# Tutorial: Evaluating Model Using Steric Descriptors

Author: Hideya Tanaka

Reviewer: Tomoyuki Miyao

---

This tutorial demonstrates the evaluation of the model constructed using the steric descriptors generated in `Tutorial 1`, employing the following module:

- **univariate_linear_regression_loocv.py**

### Table of Contents

1. **Analysis of the Dataset Containing Primary and Secondary Alcohols**
2. **Analysis of the Dataset Containing Only Secondary Alcohols**

---

## 1. Analysis of the Dataset Containing Primary and Secondary Alcohols

We used the final CSV file obtained in `Tutorial 1`, `steric-descriptors-alcohol/data/output_data/morfeus_qo_centerC_zaxisO_xzplaneH(C).csv`, as the dataset for the present analysis. Using this dataset and the module, we constructed univariate linear regression models and evaluated the performance of each steric descriptor for the target reaction based on three evaluation metrics: q², MAE, and RMSE. The target variables are the conversion values after 10 minutes under conditions without water addition (`conv_woH2O_10min`) and with water addition (`conv_wH2O_10min`) in the oxidation reactions of alcohols.

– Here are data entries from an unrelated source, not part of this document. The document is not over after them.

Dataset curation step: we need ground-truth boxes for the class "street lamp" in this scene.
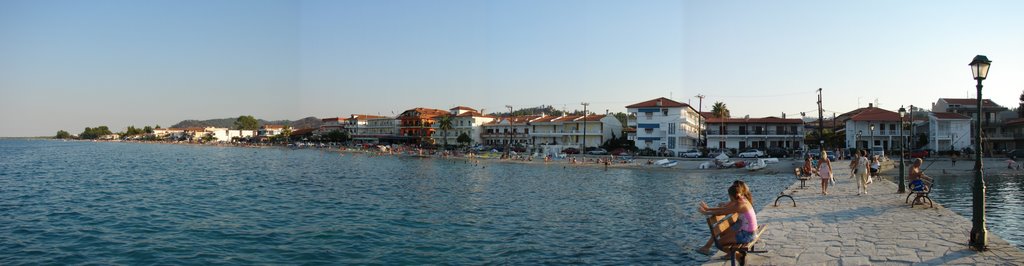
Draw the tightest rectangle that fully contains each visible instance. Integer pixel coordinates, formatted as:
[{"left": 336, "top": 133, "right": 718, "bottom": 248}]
[
  {"left": 853, "top": 130, "right": 864, "bottom": 150},
  {"left": 896, "top": 106, "right": 906, "bottom": 193},
  {"left": 867, "top": 123, "right": 874, "bottom": 151},
  {"left": 505, "top": 105, "right": 515, "bottom": 159},
  {"left": 580, "top": 102, "right": 590, "bottom": 154},
  {"left": 969, "top": 54, "right": 992, "bottom": 251}
]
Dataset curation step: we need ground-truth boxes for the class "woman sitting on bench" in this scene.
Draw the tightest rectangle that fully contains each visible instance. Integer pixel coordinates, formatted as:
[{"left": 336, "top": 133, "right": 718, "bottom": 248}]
[
  {"left": 697, "top": 180, "right": 754, "bottom": 256},
  {"left": 700, "top": 181, "right": 758, "bottom": 255},
  {"left": 908, "top": 158, "right": 932, "bottom": 205}
]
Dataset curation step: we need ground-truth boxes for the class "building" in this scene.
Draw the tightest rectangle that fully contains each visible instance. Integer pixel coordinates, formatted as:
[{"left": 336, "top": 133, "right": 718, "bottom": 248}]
[
  {"left": 845, "top": 106, "right": 910, "bottom": 150},
  {"left": 932, "top": 98, "right": 1016, "bottom": 152},
  {"left": 626, "top": 97, "right": 701, "bottom": 154},
  {"left": 313, "top": 117, "right": 348, "bottom": 136},
  {"left": 480, "top": 116, "right": 542, "bottom": 148},
  {"left": 257, "top": 125, "right": 285, "bottom": 137},
  {"left": 352, "top": 117, "right": 402, "bottom": 143},
  {"left": 708, "top": 117, "right": 804, "bottom": 152},
  {"left": 432, "top": 106, "right": 495, "bottom": 145},
  {"left": 398, "top": 107, "right": 449, "bottom": 144},
  {"left": 527, "top": 115, "right": 623, "bottom": 154},
  {"left": 928, "top": 112, "right": 972, "bottom": 151}
]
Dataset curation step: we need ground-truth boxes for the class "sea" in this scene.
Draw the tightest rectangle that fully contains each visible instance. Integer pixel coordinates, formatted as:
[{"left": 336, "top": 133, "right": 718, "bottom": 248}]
[{"left": 0, "top": 140, "right": 1024, "bottom": 265}]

By using the `run_univariate_linear_regression_loocv_evaluation` function from the module `univariate_linear_regression_loocv.py`, all metric values (q², MAE, RMSE) are saved in a CSV file. However, only the metric specified in the `eval_metric` argument is used to generate PNG images. Therefore, by specifying each of q², MAE, and RMSE sequentially in `eval_metric`, PNG images corresponding to each evaluation metric can be obtained. In addition, by specifying groups in the `search_keywords_list` argument, the best-performing descriptor within each group can be identified, and corresponding PNG images are generated for each group.  
For usage details, please refer to the module.

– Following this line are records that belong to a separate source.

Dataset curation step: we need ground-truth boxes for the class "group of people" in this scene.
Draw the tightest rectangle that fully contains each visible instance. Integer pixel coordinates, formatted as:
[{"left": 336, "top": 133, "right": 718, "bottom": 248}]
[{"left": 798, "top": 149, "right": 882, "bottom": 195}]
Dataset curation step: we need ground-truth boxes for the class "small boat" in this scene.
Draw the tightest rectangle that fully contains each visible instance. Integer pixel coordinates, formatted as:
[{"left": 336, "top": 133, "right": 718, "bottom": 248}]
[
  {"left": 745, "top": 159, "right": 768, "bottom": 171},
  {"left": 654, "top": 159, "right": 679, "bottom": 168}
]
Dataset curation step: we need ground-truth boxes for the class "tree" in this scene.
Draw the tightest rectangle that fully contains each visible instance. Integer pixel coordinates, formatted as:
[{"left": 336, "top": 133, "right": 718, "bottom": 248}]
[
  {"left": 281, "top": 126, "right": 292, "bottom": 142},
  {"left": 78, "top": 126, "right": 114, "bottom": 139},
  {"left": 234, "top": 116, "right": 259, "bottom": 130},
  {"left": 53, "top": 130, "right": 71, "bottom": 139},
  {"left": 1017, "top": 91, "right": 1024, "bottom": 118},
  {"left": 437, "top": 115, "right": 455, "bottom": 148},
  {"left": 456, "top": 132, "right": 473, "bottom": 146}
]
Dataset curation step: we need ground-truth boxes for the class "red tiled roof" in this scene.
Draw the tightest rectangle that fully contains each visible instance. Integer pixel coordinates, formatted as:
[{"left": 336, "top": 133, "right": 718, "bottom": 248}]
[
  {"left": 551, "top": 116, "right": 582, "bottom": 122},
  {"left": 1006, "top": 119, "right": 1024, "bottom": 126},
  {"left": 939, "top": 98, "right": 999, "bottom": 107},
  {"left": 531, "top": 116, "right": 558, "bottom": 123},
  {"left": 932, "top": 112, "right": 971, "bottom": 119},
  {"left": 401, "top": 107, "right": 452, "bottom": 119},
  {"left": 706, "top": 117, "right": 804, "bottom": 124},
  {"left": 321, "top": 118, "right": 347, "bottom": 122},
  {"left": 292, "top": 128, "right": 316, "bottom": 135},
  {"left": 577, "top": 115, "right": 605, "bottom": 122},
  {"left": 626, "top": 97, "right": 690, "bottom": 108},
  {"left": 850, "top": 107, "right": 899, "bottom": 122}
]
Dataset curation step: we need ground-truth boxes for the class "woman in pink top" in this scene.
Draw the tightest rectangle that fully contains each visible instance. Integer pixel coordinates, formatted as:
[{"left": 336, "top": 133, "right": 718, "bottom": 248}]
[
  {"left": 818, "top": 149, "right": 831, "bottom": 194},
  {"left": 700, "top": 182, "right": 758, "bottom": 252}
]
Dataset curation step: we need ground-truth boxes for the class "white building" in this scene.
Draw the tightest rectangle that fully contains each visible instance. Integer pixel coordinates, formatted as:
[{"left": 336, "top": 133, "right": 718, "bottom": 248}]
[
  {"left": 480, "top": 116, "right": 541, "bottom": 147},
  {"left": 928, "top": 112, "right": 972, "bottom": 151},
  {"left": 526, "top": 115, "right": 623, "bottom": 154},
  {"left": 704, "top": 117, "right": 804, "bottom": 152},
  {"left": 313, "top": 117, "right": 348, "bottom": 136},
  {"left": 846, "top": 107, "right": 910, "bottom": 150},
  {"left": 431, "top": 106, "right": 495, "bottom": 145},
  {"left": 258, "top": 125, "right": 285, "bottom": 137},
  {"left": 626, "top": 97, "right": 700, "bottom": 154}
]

1. **Target Variable: Conversion without Water (AllDataset)**

In [None]:
import os
import sys

fd = os.getcwd()
parent_dir = os.path.dirname(fd)
sys.path.append(parent_dir)

from src.univariate_linear_regression_loocv import run_univariate_linear_regression_loocv_evaluation

dataset_file_path_input = f'{parent_dir}/data/output_data/morfeus_qo_centerC_zaxisO_xzplaneH(C).csv'
target_column = 'conv_woH2O_10min'
exclude_columns = [target_column, 'smiles', 'confid', 'total_energy_xTB', 'Zero_point_correction', 'Thermal_correction_to_Energy',
                    'Thermal_correction_to_Enthalpy', 'Thermal_correction_to_Gibbs_Free_Energy',
                    'Sum_of_electronic_and_zero_point_Energies', 'Sum_of_electronic_and_thermal_Energies',
                    'Sum_of_electronic_and_thermal_Enthalpies', 'Sum_of_electronic_and_thermal_Free_Energies',
                    'HOMO', 'LUMO', 'filepath', 'HOMO_eV', 'LUMO_eV', 'chemical_potential_eV', 'chemical_hardness_eV',
                    'GEI_eV', 'conv_wH2O_10min']
n_jobs = -1
max_features_per_plot = 53
fig_width = 9

In [None]:
keyword = 'results_LR_LOOCV_woH2O_q2_AllDataset'
eval_metric = 'q2'
sort_flag = False
search_keywords_list = []

run_univariate_linear_regression_loocv_evaluation(fd, dataset_file_path_input, keyword, target_column, exclude_columns, eval_metric, sort_flag, n_jobs, max_features_per_plot, fig_width, search_keywords_list)
print('Finish')

In [None]:
keyword = 'LinearRegression_LOOCV_woH2O_q2_AllDataset'
eval_metric = 'q2'
sort_flag = True
search_keywords_list = ['center_C', 'center_O', 'center_H(O)', 'center_H(C)', 'quadrant', 'octant']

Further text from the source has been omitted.